7 http://www.youtube.com/watch?v=Xd7Fhaji8ow.

8 Enzensberger wrote: ‘This service [of the mind industry] is essentially the same all over the world, no matter how the industry is operated: under state, public, or private management, on a profit or nonprofit basis. The mind industry’s main business, and concern, is not to sell its product: it is to “sell” the existing order, to perpetuate the prevailing pattern of man’s domination by man, no matter who runs the society, and by what means. Its main task is to expand and train our consciousness – in order to exploit it’ (Enzensberger 1974: 10).

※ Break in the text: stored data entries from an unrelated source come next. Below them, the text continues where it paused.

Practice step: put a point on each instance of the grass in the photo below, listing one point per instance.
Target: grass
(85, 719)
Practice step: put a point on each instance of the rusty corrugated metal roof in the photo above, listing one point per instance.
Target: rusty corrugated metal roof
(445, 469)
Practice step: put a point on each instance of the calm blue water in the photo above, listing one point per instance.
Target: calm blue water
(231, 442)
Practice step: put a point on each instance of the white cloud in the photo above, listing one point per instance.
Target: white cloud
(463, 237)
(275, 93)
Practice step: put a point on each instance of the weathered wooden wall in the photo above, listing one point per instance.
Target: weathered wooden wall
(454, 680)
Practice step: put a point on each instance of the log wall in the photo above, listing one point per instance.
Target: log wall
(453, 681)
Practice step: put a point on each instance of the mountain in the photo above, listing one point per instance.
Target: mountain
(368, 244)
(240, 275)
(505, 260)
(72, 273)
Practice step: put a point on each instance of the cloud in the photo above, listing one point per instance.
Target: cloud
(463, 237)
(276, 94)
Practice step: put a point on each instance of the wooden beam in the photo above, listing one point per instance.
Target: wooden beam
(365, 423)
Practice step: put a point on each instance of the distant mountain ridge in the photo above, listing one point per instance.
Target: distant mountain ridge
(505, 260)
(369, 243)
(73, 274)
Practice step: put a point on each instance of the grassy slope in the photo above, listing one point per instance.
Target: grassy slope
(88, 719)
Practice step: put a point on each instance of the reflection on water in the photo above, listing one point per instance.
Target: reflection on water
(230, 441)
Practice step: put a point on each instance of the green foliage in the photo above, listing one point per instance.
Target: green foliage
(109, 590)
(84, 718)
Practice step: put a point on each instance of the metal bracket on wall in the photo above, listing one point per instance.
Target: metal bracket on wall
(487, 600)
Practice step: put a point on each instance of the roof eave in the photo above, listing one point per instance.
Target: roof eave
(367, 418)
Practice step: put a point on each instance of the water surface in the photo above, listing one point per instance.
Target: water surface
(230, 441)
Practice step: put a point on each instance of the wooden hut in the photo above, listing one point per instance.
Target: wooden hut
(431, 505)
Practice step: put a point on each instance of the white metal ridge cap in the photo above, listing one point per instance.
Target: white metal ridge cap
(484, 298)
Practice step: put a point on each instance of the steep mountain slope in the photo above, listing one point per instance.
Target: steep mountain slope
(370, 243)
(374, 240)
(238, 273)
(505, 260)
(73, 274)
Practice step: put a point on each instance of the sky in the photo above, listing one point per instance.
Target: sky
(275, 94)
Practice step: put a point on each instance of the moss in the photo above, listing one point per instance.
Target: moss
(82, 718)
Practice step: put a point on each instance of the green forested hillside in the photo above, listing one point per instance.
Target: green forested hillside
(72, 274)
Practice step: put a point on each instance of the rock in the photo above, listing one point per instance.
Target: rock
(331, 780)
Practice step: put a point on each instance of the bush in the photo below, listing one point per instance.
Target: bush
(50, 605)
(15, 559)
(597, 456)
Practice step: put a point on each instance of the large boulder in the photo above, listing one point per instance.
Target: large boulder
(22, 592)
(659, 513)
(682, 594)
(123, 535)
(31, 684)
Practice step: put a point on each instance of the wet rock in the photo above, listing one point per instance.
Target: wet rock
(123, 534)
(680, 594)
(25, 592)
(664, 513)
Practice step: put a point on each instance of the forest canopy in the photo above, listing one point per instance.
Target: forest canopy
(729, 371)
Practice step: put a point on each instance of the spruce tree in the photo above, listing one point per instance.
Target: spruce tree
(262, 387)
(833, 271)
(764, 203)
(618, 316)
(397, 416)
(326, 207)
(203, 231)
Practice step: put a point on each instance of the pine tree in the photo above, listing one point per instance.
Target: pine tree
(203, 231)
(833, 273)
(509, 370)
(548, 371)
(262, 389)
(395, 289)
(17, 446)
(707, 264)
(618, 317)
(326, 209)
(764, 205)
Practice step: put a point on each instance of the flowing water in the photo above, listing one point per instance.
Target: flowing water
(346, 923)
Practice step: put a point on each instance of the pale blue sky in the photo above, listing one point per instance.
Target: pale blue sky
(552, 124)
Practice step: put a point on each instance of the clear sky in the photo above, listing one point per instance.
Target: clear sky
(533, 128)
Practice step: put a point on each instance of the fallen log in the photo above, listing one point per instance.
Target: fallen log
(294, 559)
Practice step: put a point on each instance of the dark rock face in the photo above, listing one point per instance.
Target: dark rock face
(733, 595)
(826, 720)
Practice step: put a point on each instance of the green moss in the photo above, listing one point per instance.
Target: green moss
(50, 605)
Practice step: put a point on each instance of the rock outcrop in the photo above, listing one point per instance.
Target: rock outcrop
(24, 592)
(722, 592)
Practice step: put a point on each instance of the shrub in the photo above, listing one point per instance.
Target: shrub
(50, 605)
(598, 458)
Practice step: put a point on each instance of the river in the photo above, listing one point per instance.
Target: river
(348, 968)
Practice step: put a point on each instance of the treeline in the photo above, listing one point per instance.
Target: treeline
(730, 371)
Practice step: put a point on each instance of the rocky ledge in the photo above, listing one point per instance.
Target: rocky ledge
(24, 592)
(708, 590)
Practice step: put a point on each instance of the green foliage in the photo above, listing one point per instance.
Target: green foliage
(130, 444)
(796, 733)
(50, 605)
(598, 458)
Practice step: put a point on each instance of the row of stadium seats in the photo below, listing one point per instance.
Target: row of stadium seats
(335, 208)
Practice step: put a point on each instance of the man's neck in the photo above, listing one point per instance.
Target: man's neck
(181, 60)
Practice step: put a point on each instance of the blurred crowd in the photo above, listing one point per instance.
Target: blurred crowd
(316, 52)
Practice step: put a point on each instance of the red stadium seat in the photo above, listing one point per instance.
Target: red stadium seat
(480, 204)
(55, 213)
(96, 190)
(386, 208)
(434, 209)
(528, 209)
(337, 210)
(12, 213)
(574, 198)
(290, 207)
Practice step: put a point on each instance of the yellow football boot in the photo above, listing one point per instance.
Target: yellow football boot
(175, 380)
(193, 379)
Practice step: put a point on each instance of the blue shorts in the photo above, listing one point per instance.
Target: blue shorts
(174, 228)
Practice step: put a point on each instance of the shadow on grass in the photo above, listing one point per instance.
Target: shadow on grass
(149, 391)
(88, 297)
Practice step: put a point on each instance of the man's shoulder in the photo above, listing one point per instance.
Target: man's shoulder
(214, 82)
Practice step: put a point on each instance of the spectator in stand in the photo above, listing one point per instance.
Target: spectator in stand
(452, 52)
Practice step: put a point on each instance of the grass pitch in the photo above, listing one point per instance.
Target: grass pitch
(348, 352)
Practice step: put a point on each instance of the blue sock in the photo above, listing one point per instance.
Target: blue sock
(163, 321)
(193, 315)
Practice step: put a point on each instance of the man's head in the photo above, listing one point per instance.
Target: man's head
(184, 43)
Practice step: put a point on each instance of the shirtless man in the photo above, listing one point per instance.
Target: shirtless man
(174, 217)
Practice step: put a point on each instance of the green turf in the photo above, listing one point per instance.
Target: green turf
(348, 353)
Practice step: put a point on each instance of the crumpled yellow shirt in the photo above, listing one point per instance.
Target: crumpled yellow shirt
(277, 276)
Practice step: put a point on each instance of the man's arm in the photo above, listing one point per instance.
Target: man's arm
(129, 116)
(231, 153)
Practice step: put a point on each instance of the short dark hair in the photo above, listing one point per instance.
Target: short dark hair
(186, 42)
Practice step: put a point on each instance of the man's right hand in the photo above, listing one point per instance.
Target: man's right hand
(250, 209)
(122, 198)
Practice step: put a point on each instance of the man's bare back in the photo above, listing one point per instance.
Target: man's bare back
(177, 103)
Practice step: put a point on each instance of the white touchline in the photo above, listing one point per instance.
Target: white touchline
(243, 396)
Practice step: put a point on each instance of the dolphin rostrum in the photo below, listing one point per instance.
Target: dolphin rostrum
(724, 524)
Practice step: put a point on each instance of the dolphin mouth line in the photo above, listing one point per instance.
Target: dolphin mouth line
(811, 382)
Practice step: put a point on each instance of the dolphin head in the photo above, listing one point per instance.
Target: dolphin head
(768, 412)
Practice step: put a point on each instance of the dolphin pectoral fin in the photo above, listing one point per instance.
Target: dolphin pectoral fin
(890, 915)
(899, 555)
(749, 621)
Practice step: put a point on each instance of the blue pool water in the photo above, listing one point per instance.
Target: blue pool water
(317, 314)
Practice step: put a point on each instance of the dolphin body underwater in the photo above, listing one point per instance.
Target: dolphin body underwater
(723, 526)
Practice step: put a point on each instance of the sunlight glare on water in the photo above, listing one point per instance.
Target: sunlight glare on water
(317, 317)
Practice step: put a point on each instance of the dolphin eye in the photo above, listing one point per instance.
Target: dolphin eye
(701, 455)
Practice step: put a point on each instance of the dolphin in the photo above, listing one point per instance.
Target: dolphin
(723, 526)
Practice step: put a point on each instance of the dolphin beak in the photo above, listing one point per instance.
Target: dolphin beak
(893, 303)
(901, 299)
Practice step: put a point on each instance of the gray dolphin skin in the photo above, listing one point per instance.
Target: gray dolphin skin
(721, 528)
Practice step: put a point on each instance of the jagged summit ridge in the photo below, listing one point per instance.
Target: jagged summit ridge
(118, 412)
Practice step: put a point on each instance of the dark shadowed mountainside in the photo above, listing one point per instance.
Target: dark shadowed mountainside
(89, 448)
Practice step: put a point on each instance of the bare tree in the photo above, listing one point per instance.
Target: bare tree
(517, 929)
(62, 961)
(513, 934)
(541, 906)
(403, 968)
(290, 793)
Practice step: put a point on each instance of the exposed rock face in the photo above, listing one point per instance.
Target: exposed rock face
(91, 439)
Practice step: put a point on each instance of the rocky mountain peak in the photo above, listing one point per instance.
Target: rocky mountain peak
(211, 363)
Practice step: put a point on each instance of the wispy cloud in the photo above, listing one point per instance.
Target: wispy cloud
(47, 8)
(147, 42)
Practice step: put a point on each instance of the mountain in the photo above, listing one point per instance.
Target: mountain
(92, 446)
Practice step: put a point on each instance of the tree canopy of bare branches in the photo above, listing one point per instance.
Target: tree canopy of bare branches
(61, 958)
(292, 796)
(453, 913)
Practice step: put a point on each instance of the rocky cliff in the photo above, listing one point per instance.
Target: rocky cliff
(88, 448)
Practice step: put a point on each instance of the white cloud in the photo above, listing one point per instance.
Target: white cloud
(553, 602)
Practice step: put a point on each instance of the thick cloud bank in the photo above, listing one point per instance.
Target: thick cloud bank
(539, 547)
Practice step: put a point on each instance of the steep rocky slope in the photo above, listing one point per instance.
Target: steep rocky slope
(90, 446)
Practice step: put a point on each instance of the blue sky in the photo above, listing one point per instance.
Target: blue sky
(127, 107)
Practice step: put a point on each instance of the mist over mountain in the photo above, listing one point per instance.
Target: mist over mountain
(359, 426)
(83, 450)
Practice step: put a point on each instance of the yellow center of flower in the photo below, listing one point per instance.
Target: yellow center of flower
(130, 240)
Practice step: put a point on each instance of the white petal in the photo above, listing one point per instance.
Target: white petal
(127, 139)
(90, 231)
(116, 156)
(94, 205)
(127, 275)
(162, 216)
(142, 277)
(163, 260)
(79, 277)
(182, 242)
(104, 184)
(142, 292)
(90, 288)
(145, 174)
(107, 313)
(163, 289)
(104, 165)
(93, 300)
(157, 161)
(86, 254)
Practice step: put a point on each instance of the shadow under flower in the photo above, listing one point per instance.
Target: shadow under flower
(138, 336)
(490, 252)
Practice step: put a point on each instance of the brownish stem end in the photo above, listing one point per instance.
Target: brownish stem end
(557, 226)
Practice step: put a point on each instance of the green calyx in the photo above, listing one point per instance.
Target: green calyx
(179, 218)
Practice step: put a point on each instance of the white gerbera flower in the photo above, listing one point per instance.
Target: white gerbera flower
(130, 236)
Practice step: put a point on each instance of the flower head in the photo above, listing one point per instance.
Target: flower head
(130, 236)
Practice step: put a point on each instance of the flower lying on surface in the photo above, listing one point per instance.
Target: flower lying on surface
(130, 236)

9 To cite but one of many possible substantiations: Adorno wrote that massive cruelty, as at Auschwitz, raises questions ‘whether the consolation of philosophy that the death of individuals is the price paid by the great movement of history was not always the swindle it is today; whether the sufferings of a single human being can be compensated for by the triumphal march of progress’ (Adorno 2006: 8).

10 Smythe wrote, for example: ‘The principal contradiction is between workers and capital, but a number of massive contradictions exist within it: those between dominant and subordinated races and ethnic groups, between men and women, between broad age groups … between religious faiths; there are also significant contradictions within the ruling class’ (Smythe 1981a: 3).